Właścicielka nie zauważyła, że z jej konta znikały pieniądze
Właścicielka karty złożyła zawiadomienie o możliwości popełnienia przestępstwa dopiero 9 listopada tego roku, chociaż kartę zgubiła już 10 miesięcy temu. Nie zgłaszała jednak tego faktu na policję, bo, jaka sama przyznaje, była przekonana, że karta jest gdzieś w jej domu i po prostu nie może jej znaleźć.
Nie zauważała także znikania pieniędzy z konta, ponieważ – jak można wydedukować z łącznej kwoty płatności dokonanych przez 62-latkę – najprawdopodobniej jednorazowo seniorka płaciła kartą za zakupy nie droższe niż 10 zł.

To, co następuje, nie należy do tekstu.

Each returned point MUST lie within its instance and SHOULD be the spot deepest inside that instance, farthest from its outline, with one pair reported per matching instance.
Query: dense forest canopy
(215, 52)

Tymczasem właścicielka karty do płatności wykorzystywała swój telefon i zupełnie nie przejmowała się zgubioną kartą. Od momentu zgubienia, do momentu, w którym kobieta zorientowała się, że jej karta jest używana, minęło aż 10 miesięcy. W tym czasie seniorka, która znalazła kartę, zdążyła posłużyć się nią dokładnie 771 razy. Łączna kwota pieniędzy wyprowadzonych z konta w tym okresie to 6500 zł.
Płacenie cudzą kartą? To możliwe, nikt tego nie sprawdza
Jak kobiecie udało się tyle czasu płacić czyjąś kartą? Zapewne ze względów bezpieczeństwa starała się ona korzystać ze znalezionej karty tylko przy płaceniu za niewielkie zakupy. Najczęściej płaciła nieswoją kartą za drobne zakupy i bilety MPK. Przy tak niewielkich kwotach szansa na to, że terminal zażąda od nas potwierdzenia płatności kodem PIN, jest bardzo mała. A, jak wiadomo, zgodności danych z karty płatniczej i z dowodu osobistego żaden kasjer w sklepach nie sprawdza.
Policji udało się namierzyć 62-latkę w zaledwie kilka dni po zgłoszeniu przestępstwa. “W jej mieszkaniu policjanci znaleźli kartę płatniczą, należącą do pokrzywdzonej. Zatrzymana kobieta trafiła do komisariatu, gdzie usłyszała zarzuty przywłaszczenia oraz posłużenia się cudzą kartą płatniczą” – informuje małopolska policja na stronie internetowej.
Do 10 lat więzienia za płacenie cudzą kartą
Kobieta od razu przyznała się do winy i wyraziła skruchę z powodu popełnionych przestępstw. Wskazała również miejsce znalezienia karty – był to lokalny automat z biletami. Podejrzana wyraziła wolę dobrowolnego poddania się karze. Za ten występek grozi jej aż do 10 lat więzienia.